Letzte Änderung: 05.07.2012
Unmittelbar nach dem Amoklauf in Oslo werden wir wieder mit allen möglichen Forderungen nach einer Verschärfung des Waffenrechts konfrontiert. Obwohl ich als Inhaber einer Waffenhandelserlaubnis unmittelbar von diesen Forderungen betroffen bin, habe ich mich bis heute aus diesen Diskussionen herausgehalten. Die Art und Weise, wie diese Forderungen begründet werden, wie Sachverhalte durch die Medien bewußt oder unbewußt falsch dargestellt werden, hätten mich ggf. zu der gleichen Polemik veranlasst, mit der Informationen über Sportschützen teilweise verbreitet werden.

Einen Artikel, den ich im Internet gefunden habe, möchte ich interessierten Personen, die sich nicht intensiv mit der Materie beschäftigen, jedoch nicht vorenthalten. Bilden Sie sich Ihr eigenes Urteil. Um zu dem Artikel zu gelangen, klicken Sie bitte auf die nachstehende Zeile.


Offener Brief an das “Aktionsbündnis Winnenden”



Bremen plant Waffensteuer

SPD-Fraktionschef Björn Tschöpe zu BILD: „Für jede Schusswaffe sollen die Besitzer jährlich 300 Euro zahlen. Bei einer Anzahl von 18 300 legalen Waffen in Bremen sind das zusätzliche Einnahmen von rund fünf Millionen Euro.“Das Geld soll dazu verwendet werden, das große Haushaltsloch zu stopfen sowie die Kosten für Waffenkontrollen zu decken.
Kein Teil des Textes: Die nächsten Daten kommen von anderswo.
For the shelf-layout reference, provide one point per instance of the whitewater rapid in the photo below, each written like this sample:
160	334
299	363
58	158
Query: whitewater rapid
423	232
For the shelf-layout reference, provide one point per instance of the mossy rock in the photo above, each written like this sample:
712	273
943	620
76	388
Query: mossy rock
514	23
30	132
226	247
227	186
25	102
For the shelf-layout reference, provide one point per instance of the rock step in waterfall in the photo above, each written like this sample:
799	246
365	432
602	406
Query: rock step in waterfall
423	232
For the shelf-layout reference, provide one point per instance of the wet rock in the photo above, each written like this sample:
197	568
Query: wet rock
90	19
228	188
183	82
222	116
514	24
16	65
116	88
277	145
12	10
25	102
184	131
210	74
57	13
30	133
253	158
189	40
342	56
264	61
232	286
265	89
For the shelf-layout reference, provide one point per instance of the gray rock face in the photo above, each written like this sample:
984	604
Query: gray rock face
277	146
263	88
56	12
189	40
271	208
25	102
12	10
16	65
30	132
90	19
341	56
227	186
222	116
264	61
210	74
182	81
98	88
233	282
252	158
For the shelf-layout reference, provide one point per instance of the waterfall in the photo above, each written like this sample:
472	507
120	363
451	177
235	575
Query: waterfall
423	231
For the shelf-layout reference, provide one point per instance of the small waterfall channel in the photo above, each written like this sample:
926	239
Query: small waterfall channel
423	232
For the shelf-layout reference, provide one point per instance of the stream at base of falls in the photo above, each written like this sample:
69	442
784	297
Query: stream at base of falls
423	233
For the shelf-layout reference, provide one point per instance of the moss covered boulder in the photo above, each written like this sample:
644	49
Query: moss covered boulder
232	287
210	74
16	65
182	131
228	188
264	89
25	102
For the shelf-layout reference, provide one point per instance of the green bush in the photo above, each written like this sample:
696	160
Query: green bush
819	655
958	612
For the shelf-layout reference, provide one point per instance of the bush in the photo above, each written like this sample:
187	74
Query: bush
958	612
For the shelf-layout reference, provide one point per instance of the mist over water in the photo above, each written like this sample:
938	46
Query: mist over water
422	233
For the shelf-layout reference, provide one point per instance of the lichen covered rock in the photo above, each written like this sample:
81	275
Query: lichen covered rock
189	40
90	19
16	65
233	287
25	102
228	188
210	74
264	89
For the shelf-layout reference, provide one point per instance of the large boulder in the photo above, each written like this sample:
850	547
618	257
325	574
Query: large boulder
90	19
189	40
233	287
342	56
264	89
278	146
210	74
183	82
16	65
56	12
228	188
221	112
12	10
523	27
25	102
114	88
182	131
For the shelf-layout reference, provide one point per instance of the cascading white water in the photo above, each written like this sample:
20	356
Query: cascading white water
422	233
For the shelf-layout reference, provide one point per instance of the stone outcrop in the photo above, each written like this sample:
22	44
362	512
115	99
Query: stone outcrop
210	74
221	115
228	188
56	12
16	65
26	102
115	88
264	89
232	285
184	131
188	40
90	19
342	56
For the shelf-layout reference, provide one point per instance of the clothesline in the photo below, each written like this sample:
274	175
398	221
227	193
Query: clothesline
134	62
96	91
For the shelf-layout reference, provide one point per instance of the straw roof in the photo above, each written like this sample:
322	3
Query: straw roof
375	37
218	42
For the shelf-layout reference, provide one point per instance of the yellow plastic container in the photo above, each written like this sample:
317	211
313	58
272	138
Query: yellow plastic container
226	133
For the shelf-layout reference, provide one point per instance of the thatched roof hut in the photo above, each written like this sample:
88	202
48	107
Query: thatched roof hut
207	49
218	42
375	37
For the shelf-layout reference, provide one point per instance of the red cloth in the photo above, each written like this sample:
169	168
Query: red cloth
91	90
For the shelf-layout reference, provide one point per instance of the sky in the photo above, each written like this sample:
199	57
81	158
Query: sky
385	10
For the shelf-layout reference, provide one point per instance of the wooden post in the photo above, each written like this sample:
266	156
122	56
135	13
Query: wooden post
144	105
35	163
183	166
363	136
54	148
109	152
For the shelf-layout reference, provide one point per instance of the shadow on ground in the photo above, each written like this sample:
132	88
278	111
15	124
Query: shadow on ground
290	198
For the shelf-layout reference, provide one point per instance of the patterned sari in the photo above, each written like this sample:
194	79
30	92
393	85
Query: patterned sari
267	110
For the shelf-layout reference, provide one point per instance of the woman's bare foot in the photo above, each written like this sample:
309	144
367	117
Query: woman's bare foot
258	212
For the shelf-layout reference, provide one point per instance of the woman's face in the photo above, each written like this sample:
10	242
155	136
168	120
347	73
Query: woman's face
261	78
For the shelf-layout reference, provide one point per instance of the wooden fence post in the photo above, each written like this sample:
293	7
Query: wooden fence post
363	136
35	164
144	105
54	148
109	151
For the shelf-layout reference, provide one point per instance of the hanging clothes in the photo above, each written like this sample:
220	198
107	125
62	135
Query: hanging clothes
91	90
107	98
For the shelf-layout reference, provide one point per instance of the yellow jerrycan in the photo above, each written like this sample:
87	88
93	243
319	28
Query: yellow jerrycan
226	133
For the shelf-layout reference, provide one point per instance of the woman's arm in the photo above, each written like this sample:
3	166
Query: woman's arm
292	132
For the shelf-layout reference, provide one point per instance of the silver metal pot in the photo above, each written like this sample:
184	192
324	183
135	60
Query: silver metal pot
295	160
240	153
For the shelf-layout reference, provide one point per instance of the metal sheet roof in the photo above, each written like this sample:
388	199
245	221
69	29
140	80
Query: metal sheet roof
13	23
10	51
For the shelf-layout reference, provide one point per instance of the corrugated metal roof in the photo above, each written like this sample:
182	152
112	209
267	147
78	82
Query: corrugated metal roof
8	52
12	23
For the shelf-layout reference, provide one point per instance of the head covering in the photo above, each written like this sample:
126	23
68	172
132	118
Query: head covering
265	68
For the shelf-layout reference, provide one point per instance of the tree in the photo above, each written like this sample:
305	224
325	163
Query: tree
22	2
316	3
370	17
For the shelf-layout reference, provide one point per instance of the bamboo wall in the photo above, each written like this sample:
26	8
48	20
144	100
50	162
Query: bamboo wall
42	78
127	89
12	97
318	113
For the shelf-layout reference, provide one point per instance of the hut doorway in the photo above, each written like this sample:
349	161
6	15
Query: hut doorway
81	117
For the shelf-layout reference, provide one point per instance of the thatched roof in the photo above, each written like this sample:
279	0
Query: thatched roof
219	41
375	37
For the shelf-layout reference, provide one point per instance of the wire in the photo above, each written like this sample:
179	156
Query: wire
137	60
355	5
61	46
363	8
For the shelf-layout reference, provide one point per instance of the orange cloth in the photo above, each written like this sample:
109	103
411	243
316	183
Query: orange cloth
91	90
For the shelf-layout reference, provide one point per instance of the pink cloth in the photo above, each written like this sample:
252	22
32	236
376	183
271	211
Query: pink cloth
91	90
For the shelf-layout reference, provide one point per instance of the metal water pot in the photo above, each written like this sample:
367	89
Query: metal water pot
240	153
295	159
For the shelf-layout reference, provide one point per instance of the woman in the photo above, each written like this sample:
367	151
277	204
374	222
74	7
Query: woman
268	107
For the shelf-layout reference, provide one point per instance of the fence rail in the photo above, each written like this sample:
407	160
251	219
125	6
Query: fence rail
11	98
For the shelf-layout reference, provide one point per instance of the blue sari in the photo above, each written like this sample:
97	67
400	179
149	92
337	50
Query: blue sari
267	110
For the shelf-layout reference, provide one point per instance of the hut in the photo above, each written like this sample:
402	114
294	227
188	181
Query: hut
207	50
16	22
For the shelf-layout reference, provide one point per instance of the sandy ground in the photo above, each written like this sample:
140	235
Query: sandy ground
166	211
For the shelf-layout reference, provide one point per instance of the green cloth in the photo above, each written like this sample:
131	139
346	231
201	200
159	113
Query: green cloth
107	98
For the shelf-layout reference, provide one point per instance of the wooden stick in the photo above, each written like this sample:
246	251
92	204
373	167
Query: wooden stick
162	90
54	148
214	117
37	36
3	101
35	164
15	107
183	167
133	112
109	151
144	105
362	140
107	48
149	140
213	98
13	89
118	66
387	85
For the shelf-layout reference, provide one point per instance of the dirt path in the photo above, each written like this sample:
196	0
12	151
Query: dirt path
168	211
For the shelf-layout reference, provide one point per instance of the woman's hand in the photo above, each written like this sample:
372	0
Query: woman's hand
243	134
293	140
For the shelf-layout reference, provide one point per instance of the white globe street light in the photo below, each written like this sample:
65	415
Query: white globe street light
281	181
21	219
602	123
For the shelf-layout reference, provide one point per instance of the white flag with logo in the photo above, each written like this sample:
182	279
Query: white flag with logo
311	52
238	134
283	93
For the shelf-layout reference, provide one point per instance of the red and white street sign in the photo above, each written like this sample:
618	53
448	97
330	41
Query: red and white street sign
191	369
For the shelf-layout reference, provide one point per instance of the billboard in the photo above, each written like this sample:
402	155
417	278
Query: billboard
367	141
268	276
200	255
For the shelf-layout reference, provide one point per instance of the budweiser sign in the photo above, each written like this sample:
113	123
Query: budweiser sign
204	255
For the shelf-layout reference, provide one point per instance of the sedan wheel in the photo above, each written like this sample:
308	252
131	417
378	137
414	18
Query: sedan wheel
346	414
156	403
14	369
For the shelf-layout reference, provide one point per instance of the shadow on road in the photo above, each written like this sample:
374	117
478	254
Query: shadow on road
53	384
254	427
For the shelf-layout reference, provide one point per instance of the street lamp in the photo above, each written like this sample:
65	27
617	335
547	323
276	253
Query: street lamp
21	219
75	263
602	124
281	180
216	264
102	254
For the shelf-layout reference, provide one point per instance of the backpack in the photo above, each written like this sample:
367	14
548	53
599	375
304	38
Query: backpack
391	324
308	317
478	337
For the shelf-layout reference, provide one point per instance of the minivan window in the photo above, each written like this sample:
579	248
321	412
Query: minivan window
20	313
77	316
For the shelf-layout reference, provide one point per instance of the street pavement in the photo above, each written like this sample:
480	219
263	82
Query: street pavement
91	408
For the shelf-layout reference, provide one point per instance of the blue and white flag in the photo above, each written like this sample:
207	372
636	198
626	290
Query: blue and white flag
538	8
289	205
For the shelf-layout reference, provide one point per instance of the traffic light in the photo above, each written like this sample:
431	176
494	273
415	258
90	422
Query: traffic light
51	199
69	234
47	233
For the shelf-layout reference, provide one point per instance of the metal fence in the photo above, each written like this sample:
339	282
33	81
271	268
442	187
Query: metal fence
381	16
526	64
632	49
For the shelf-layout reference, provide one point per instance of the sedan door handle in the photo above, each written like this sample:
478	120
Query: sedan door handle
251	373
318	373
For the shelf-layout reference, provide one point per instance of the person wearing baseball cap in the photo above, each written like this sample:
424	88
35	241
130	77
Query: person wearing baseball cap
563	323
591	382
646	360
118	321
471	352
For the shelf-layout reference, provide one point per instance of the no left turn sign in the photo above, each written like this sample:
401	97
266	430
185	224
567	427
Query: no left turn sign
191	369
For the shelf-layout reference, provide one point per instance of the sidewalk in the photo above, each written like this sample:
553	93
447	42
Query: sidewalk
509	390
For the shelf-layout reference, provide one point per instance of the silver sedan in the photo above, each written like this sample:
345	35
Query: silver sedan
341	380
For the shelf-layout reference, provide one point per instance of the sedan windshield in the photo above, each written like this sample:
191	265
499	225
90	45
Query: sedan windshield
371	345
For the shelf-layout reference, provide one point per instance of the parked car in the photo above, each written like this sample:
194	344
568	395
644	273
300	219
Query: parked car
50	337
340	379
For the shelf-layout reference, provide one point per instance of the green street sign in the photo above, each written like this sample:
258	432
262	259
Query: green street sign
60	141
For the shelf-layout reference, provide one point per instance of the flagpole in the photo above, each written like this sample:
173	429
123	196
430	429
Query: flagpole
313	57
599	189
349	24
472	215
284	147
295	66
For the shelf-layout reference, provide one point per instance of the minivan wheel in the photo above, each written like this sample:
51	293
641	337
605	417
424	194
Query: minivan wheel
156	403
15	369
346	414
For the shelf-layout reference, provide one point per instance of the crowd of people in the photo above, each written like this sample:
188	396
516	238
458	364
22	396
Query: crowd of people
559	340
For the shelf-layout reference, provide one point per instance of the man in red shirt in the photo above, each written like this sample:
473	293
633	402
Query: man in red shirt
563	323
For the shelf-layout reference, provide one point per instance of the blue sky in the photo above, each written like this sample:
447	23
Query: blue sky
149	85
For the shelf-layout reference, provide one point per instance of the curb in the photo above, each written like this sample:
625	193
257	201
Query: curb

Doch neben dem Ziel der Einnahmeerhöhung wollen die Politiker damit auch den Waffenbesitz in Privathaushalten senken.

In dem SPD-Antrag steht: „Eine solche Reduzierung wäre wünschenswert, da in den vergangenen zwanzig Jahren in Deutschland über 100 Menschen mit legal besessenen Schusswaffen getötet worden sind.“

Machen Sie sich Ihre eigenen Gedanken ! Ich möchte dazu keinen Kommentar abgeben !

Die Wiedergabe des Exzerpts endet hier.